Kommunale Realität: Zwischen Pflichtaufgaben und Finanznot

Viele Städte, Gemeinden und Samtgemeinden in Niedersachsen berichten von einer dramatischen Finanzlage. Die Gründe sind vielfältig: Immer neue Aufgaben werden den Kommunen übertragen, ohne dass eine ausreichende Gegenfinanzierung erfolgt. Besonders die Sozialausgaben – etwa für Jugendhilfe oder Bürgergeld – steigen stetig und sind für viele Kommunen kaum noch tragbar. Hinzu kommt, dass Niedersachsen im bundesweiten Vergleich Schlusslicht beim kommunalen Finanzausgleich ist und das höchste kommunale Defizit aufweist.

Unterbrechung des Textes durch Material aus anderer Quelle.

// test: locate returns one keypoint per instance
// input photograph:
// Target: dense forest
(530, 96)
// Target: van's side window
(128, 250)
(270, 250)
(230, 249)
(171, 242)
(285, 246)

„Unsere Kommunen ächzen unter immer neuen Aufgaben ohne ausreichende Gegenfinanzierung. Niedersachsen ist Schlusslicht beim kommunalen Finanzausgleich – das kann und darf sich nicht länger fortsetzen.“

(Marco Trips, Präsident des Niedersächsischen Städte- und Gemeindebundes)

Fakten zur Finanzlage

  • Im Jahr 2024 lagen die kommunalen Ausgaben rund 4 Milliarden Euro über den Einnahmen.
  • Die Verschuldung steigt: Neben langfristigen Krediten nehmen auch kurzfristige Kassenkredite zu.
  • Rücklagen sind vielerorts erschöpft, Haushaltssperren drohen.
  • Investitionen in Schulen, Straßen, Feuerwehren und Krankenhäuser werden immer schwieriger zu stemmen.

Einmalige Hilfen – keine strukturelle Lösung

Die Landesregierung reagierte auf die prekäre Lage mit einem Investitionspaket: Aus dem Haushaltsüberschuss 2024 erhalten die Kommunen 640 Millionen Euro, die flexibel für Investitionen vor Ort eingesetzt werden können – vom Ausbau von Kita-Plätzen über Ganztagsschulen bis zur Sanierung von Krankenhäusern. Ein Eigenanteil der Kommunen ist nicht erforderlich, die Mittel können bis Ende 2028 abgerufen werden.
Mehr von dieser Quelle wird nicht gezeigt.